中世において、カントメルルのシャトーはガロンヌ川との境界にあり、メドック地区の川岸を防御する要塞の一部をなしており、それは現在のシャトーから若干0.5マイル離れた場所にあった。

分かっている中でカントメルルの領主について触れている最も古い史書は、ラ・ソーヴ・マジュール・アビーの“グラン・カルチュレール”であり、12世紀に遡る。僧が君主国のコミュニティ内での全ての取引を記録していた。

それから初めて1354年に、その土地で葡萄栽培が行われた形跡が残っている。カントメルルの領主が10分の1の税をクレーレ(英国の“クラレット”にインスピレーションを与えた淡い赤ワイン)のトノー(大樽やボルドーの大桶)のワインに充てられた。

15世紀においては、カントメルルの封建の領土は、もともとランド地域出身のCaupène家が所有していた。1575年には唯一3つのトノーワイン、つまり12ボルドー樽のみが生産されていたが、中世から16世紀にかけて、メドックはワイン生産よりも穀物栽培に力を入れている状態であった。

1579年8月20日、ボルドー議会の第2代目議長のジャン・ドゥ・ヴィルヌーブはカントメルル、la Raze、Nestérieuの高貴なシャトーや傑出した土地を購入した。

1579年-1892年 ヴィルヌーヴ・ドゥ・デュルフォール家

トゥールーズ、アジャン、カントメルル、マカオ、Ludon=ドゥオールやその他の土地の領主であった、ジャン・ドゥ・ヴィルヌーヴが、デュレスやブランクフォールの家のアントワネット・ドゥ・デュルフォールと結婚した。

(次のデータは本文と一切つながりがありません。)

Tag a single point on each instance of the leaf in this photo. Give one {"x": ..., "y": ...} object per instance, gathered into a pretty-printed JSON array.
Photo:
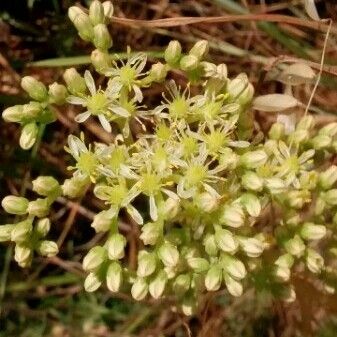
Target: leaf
[
  {"x": 311, "y": 9},
  {"x": 274, "y": 102}
]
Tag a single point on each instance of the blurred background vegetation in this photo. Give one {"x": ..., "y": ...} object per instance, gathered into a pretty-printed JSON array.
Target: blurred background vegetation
[{"x": 36, "y": 38}]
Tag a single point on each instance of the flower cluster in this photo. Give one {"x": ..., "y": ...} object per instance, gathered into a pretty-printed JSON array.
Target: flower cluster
[{"x": 216, "y": 207}]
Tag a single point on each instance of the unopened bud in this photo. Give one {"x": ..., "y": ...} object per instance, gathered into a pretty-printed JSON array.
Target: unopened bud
[
  {"x": 94, "y": 259},
  {"x": 114, "y": 277},
  {"x": 15, "y": 205},
  {"x": 139, "y": 289},
  {"x": 47, "y": 248},
  {"x": 34, "y": 88}
]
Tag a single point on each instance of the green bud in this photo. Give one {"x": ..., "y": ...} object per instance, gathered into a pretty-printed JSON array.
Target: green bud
[
  {"x": 311, "y": 231},
  {"x": 39, "y": 207},
  {"x": 100, "y": 60},
  {"x": 15, "y": 205},
  {"x": 168, "y": 254},
  {"x": 198, "y": 264},
  {"x": 102, "y": 38},
  {"x": 233, "y": 216},
  {"x": 253, "y": 159},
  {"x": 23, "y": 255},
  {"x": 226, "y": 241},
  {"x": 182, "y": 284},
  {"x": 92, "y": 282},
  {"x": 21, "y": 231},
  {"x": 34, "y": 88},
  {"x": 146, "y": 264},
  {"x": 6, "y": 232},
  {"x": 252, "y": 204},
  {"x": 115, "y": 246},
  {"x": 200, "y": 49},
  {"x": 158, "y": 284},
  {"x": 96, "y": 13},
  {"x": 314, "y": 261},
  {"x": 13, "y": 114},
  {"x": 189, "y": 63},
  {"x": 75, "y": 82},
  {"x": 276, "y": 131},
  {"x": 47, "y": 248},
  {"x": 114, "y": 277},
  {"x": 57, "y": 93},
  {"x": 42, "y": 227},
  {"x": 295, "y": 246},
  {"x": 251, "y": 181},
  {"x": 251, "y": 246},
  {"x": 139, "y": 289},
  {"x": 213, "y": 278},
  {"x": 28, "y": 136},
  {"x": 173, "y": 52},
  {"x": 94, "y": 258},
  {"x": 45, "y": 185},
  {"x": 234, "y": 287},
  {"x": 328, "y": 178}
]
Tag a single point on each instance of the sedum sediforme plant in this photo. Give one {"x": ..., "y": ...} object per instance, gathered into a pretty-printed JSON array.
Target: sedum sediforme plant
[{"x": 217, "y": 205}]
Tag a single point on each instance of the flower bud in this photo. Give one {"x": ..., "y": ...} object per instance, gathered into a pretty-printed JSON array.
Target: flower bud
[
  {"x": 251, "y": 246},
  {"x": 251, "y": 181},
  {"x": 102, "y": 38},
  {"x": 168, "y": 254},
  {"x": 225, "y": 240},
  {"x": 314, "y": 261},
  {"x": 146, "y": 264},
  {"x": 23, "y": 255},
  {"x": 139, "y": 289},
  {"x": 233, "y": 216},
  {"x": 13, "y": 114},
  {"x": 328, "y": 178},
  {"x": 45, "y": 185},
  {"x": 21, "y": 231},
  {"x": 57, "y": 93},
  {"x": 116, "y": 245},
  {"x": 157, "y": 286},
  {"x": 92, "y": 282},
  {"x": 75, "y": 82},
  {"x": 234, "y": 267},
  {"x": 114, "y": 277},
  {"x": 39, "y": 207},
  {"x": 6, "y": 232},
  {"x": 173, "y": 52},
  {"x": 234, "y": 287},
  {"x": 15, "y": 205},
  {"x": 198, "y": 264},
  {"x": 253, "y": 159},
  {"x": 108, "y": 9},
  {"x": 28, "y": 136},
  {"x": 100, "y": 60},
  {"x": 295, "y": 246},
  {"x": 211, "y": 247},
  {"x": 189, "y": 63},
  {"x": 94, "y": 258},
  {"x": 42, "y": 227},
  {"x": 276, "y": 131},
  {"x": 150, "y": 233},
  {"x": 96, "y": 13},
  {"x": 34, "y": 88},
  {"x": 213, "y": 278},
  {"x": 47, "y": 248},
  {"x": 158, "y": 72},
  {"x": 182, "y": 284},
  {"x": 200, "y": 49},
  {"x": 311, "y": 231},
  {"x": 252, "y": 204}
]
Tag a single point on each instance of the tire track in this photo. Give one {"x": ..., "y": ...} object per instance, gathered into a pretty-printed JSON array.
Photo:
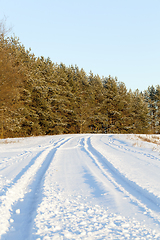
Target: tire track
[
  {"x": 27, "y": 183},
  {"x": 145, "y": 200}
]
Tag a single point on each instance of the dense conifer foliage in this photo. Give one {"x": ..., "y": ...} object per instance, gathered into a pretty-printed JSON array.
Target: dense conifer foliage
[{"x": 39, "y": 97}]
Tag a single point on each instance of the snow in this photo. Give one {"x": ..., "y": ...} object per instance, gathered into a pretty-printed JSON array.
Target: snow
[{"x": 82, "y": 186}]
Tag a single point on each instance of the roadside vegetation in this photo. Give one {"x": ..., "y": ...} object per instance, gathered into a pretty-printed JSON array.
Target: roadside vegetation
[{"x": 40, "y": 97}]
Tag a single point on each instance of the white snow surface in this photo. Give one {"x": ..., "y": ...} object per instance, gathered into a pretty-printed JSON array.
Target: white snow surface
[{"x": 82, "y": 186}]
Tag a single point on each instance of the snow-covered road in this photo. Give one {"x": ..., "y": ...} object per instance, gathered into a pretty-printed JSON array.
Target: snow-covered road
[{"x": 79, "y": 187}]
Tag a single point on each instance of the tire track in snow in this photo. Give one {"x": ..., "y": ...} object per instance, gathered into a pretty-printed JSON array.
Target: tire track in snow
[
  {"x": 28, "y": 183},
  {"x": 147, "y": 201}
]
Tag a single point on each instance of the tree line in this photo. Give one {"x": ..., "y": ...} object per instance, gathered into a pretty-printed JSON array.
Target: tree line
[{"x": 39, "y": 97}]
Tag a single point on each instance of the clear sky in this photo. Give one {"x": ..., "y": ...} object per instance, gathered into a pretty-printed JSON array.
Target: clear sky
[{"x": 109, "y": 37}]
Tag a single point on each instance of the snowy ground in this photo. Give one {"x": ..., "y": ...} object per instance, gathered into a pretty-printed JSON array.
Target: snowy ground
[{"x": 79, "y": 187}]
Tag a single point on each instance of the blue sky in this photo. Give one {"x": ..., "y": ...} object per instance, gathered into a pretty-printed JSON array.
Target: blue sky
[{"x": 119, "y": 38}]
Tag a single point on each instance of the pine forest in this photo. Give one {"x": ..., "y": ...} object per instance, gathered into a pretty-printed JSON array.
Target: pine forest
[{"x": 39, "y": 97}]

この結納により、ヴィルヌーヴ・ドゥ・カントメルル家の所有物は1600年以降ヴィルヌーヴ・ドゥ・デュルフォールの物となった。

所有者が変更し、新しい種類の栽培が適用された。それまではメドック地区のワイン生産を発展し始めた地であった。16世紀にはカントメルルの土地でワインは主要な産業となった。

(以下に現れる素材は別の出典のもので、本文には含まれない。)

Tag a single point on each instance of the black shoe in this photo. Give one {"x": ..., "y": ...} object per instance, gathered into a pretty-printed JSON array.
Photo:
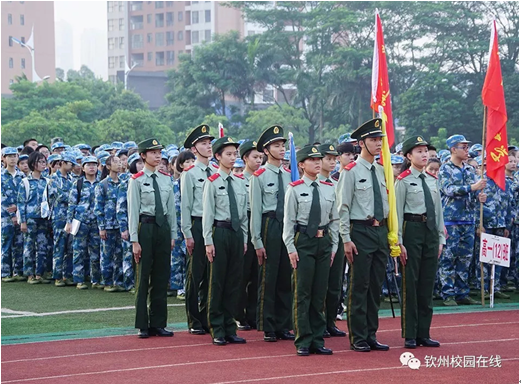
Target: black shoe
[
  {"x": 160, "y": 332},
  {"x": 361, "y": 346},
  {"x": 270, "y": 336},
  {"x": 219, "y": 341},
  {"x": 234, "y": 339},
  {"x": 285, "y": 335},
  {"x": 427, "y": 342},
  {"x": 243, "y": 326},
  {"x": 335, "y": 332},
  {"x": 410, "y": 343},
  {"x": 376, "y": 346},
  {"x": 321, "y": 351},
  {"x": 143, "y": 334},
  {"x": 304, "y": 351}
]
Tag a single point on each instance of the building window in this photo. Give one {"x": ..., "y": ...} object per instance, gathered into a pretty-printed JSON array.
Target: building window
[
  {"x": 195, "y": 37},
  {"x": 170, "y": 38},
  {"x": 160, "y": 20},
  {"x": 170, "y": 58},
  {"x": 160, "y": 58},
  {"x": 160, "y": 39},
  {"x": 137, "y": 41},
  {"x": 195, "y": 17},
  {"x": 169, "y": 19}
]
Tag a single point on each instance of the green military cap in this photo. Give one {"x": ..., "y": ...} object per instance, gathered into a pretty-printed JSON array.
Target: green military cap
[
  {"x": 198, "y": 133},
  {"x": 148, "y": 145},
  {"x": 371, "y": 128},
  {"x": 328, "y": 149},
  {"x": 246, "y": 146},
  {"x": 308, "y": 151},
  {"x": 413, "y": 142},
  {"x": 273, "y": 133},
  {"x": 222, "y": 142}
]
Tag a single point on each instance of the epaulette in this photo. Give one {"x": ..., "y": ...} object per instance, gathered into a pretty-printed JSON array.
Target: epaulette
[
  {"x": 295, "y": 183},
  {"x": 350, "y": 166},
  {"x": 259, "y": 172},
  {"x": 139, "y": 174},
  {"x": 326, "y": 183},
  {"x": 213, "y": 177},
  {"x": 428, "y": 173},
  {"x": 404, "y": 174}
]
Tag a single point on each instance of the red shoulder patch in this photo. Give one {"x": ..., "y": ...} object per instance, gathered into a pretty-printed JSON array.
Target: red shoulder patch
[
  {"x": 139, "y": 174},
  {"x": 326, "y": 183},
  {"x": 213, "y": 177},
  {"x": 259, "y": 172},
  {"x": 295, "y": 183},
  {"x": 404, "y": 174},
  {"x": 350, "y": 165}
]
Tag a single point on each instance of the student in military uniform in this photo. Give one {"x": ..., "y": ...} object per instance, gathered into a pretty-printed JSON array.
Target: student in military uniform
[
  {"x": 152, "y": 226},
  {"x": 225, "y": 232},
  {"x": 267, "y": 188},
  {"x": 363, "y": 209},
  {"x": 421, "y": 236},
  {"x": 311, "y": 237},
  {"x": 338, "y": 266},
  {"x": 247, "y": 311},
  {"x": 192, "y": 179}
]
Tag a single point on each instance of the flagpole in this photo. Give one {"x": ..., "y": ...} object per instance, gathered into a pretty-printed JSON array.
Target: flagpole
[{"x": 481, "y": 204}]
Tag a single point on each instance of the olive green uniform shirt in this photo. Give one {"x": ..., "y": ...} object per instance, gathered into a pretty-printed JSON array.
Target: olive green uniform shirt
[
  {"x": 410, "y": 199},
  {"x": 217, "y": 204},
  {"x": 142, "y": 201},
  {"x": 356, "y": 196},
  {"x": 297, "y": 207}
]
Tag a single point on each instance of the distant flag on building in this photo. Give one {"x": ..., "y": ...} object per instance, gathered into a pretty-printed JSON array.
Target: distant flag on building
[
  {"x": 496, "y": 147},
  {"x": 293, "y": 159},
  {"x": 381, "y": 93}
]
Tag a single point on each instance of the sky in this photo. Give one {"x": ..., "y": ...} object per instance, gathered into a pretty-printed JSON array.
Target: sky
[{"x": 82, "y": 15}]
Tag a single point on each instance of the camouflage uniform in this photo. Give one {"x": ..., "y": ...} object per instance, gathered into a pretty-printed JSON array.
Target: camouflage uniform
[
  {"x": 12, "y": 239},
  {"x": 111, "y": 248},
  {"x": 86, "y": 243},
  {"x": 35, "y": 239},
  {"x": 459, "y": 208},
  {"x": 59, "y": 190},
  {"x": 122, "y": 217}
]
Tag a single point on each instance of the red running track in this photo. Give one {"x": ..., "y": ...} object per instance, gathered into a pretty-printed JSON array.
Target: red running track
[{"x": 192, "y": 359}]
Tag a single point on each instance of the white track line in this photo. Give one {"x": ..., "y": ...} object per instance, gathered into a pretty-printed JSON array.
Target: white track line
[
  {"x": 197, "y": 345},
  {"x": 93, "y": 310},
  {"x": 233, "y": 360}
]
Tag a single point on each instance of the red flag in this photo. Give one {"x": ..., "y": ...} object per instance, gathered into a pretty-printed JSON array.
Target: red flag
[
  {"x": 381, "y": 93},
  {"x": 494, "y": 99}
]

17世紀にカントメルルの管轄は、著名なジロンヴィル、モーカン、スウォイヴなど多くの偉大で高貴なシャトーへと拡張していった。

1892年、ヴィルヌーヴ家の最後の子孫で、チャールズ・ダバディ男爵夫人であったジャンヌ・アマンドがカントメルルをデュボス家へ売却したため、300年以上続いたヴィルヌーヴ・ドゥ・デュルフォール家の所有が終了した。

テオフィル=ジャン・デュボスが1892年にエステートを受け継ぎ、息子のピエールとベルナールの助けで運営した。カントメルルのオーナー兼生産者であったテオフィルは、ユニオン・オブ・メドックの副社長であり、デュボス・フレール設立(1914年売却)のネゴシアンでもあった。1905年、テオフィルの没後、ピエールとベルナール・デュボスが1923年までカントメルルの所有権を共有し、その後ピエールが単独の所有者となった。

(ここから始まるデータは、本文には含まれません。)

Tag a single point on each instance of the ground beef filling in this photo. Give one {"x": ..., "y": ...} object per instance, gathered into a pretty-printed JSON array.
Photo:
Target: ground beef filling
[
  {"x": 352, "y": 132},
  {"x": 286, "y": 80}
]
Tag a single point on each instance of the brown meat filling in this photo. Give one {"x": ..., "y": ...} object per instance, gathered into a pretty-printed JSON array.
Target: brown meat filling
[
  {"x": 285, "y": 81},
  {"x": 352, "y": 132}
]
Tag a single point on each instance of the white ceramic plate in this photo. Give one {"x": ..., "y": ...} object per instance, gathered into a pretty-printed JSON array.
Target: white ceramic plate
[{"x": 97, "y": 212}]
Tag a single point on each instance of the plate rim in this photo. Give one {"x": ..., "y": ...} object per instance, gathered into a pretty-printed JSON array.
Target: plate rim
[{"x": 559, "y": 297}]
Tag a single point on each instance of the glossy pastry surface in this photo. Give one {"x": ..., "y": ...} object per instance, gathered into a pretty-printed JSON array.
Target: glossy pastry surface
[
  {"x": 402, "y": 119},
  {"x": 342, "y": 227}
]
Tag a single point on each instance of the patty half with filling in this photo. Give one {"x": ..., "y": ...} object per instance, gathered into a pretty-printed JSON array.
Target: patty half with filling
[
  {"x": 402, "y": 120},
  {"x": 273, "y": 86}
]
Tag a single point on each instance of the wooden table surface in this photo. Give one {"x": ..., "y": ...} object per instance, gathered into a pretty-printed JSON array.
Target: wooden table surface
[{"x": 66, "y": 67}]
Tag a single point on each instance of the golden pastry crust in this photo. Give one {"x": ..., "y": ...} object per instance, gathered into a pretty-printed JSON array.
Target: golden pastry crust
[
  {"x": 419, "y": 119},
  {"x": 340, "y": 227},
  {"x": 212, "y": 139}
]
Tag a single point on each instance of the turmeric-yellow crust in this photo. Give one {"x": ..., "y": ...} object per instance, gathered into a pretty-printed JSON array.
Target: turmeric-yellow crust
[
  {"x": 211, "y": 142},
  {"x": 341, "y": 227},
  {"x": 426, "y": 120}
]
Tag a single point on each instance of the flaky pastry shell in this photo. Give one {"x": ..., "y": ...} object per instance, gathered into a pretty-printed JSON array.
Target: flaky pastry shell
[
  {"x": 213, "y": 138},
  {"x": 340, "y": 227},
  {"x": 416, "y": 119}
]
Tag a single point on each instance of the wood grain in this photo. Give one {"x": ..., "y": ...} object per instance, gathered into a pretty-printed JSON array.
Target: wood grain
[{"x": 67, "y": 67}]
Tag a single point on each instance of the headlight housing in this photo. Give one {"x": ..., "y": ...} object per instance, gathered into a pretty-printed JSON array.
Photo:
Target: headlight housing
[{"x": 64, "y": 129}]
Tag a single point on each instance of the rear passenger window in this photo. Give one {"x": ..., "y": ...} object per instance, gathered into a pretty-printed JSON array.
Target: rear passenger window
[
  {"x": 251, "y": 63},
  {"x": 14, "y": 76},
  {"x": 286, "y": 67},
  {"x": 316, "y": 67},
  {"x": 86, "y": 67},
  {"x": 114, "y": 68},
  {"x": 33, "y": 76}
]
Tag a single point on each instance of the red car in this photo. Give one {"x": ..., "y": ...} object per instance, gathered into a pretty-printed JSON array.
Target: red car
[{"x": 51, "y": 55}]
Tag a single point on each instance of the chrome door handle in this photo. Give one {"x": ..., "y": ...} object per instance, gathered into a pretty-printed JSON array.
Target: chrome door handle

戦争と厳しい時代であった1930年から1940年の間、シャトーの多くの区画が引き払われた結果、1945年から81年までたったの61エーカーのみ維持され、ワインが生産された。

ピエールは1967年に死去し、甥の息子のベルトラン・クローゼルがエステートの管理を一人で行い、その後1981年にSAMBTPグループに売却された。しかし“1855年格付け”畑に投資するという考えはずっと活かされてきており、それがAlbert Parmentの注意を引いた。彼は1980年に新しいグループのジェネラル・マネージャーとなった。ボルドー地域の7つのシャトーオーナー、ジャン・コーディアに率いられ、アルベルトはいくつかの土地を訪問し、カントメルルを購入することに決めた。

1981年から1990年まで:再建

カントメルルは長年の難しい時期を経てきており、土地は困難な状態だった。間違いなく美しく、広大なシャトーではあったが、完全に荒廃していた。シャトー周辺のたった20haの広さに樹があり、醸造施設と住居はほとんど体を成していなかった。

醸造施設の再建と畑の再植樹は、グループがプロジェクトの方向性について話し合ったコーディアの助けを借りて完了させた。

シャトーの技術チームにとっては、新しく植樹された畑の大量の葡萄を受け入れるためのスペースがかなり不足しており、小さな“土産”のオーク樽を置いて使用しなければならなかった。

これは翌年以降も継続して使われ、毎年その樽で生産されたワインは、見事に五感を刺激するような趣を持つものに仕上がり、新しい大桶の部屋で3,200ヘクトリットルの収容量のオーク樽を設置することに繋がっていった。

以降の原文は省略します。